Nessuno nella realtà può essere solidale con un morto, se non da morto, o prossimo  a morire, per la sua stessa causa; con un torturato, se non si mette in condizioni di subire la tortura, affinché un giorno tutto questo finisca. [...] Non c’è nessuna forza al mondo, nessun sistema, che possa recuperare, a parte i nostri cadaveri, gli ultimi secondi della nostra vita, il nostro ultimo respiro. Certo, si potrà sempre distorcere il significato di questo atto, massacro, carneficina, bagno di sangue, suicidio collettivo.
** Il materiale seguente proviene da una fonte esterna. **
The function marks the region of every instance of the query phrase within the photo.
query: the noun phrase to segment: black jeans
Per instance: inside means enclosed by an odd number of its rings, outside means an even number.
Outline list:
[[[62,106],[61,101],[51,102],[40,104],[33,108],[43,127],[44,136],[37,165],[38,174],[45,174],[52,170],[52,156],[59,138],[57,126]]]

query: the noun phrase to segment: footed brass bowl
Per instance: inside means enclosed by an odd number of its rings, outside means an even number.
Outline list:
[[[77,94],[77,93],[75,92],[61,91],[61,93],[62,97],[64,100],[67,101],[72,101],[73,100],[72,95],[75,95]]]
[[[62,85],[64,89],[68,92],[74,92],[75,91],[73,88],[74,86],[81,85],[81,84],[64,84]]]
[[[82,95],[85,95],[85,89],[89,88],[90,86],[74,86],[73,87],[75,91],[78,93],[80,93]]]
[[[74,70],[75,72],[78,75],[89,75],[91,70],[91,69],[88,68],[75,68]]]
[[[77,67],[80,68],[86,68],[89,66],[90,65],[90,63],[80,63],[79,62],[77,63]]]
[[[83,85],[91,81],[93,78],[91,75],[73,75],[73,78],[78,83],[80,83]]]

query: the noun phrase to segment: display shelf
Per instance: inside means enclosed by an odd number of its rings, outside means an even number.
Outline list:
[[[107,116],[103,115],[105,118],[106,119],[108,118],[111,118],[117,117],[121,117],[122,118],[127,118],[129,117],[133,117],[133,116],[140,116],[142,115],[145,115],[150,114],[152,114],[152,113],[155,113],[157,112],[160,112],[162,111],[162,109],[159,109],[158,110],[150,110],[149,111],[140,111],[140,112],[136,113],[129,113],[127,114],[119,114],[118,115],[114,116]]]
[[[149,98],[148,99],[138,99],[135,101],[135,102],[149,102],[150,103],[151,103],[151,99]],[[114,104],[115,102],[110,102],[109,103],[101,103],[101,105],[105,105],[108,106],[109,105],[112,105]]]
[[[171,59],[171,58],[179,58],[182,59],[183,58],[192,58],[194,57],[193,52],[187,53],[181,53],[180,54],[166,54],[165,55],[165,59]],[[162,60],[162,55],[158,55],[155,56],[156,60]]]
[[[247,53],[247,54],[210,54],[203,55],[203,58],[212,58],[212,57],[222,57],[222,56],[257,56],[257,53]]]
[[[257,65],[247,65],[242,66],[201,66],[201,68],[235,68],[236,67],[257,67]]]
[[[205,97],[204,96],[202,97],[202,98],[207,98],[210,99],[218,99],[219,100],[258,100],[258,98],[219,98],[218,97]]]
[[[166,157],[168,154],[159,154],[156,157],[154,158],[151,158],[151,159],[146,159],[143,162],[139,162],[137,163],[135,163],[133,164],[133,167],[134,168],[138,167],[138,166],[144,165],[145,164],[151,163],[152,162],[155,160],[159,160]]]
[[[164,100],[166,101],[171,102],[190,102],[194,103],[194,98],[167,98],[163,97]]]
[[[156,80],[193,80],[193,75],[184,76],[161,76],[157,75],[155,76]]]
Ma gli umiliati, gli oppressi, nella loro rivolta, sono i soli a dare un senso ai loro atti, che tu qualifichi come abietti, tu, comunità internazionale, tu che hai concesso loro l’abiezione come unico stile di vita.

 

Nell’aprile del 1976, subito dopo l’uscita del film, uno dei tre cinema parigini in cui veniva proiettato venne distrutto da un attentato dinamitardo, mai rivendicato, ma di probabile matrice  reazionaria. L’opera fu immediatamente ritirata, e fu riportata alla luce solo nel 2005.  Sono passati più di trent’anni, ma nulla è cambiato, e udire quelle parole ci fa ancora molto male. La violenza continua a chiamare la violenza. Il pianeta ribolle, e nessuno si sente al sicuro.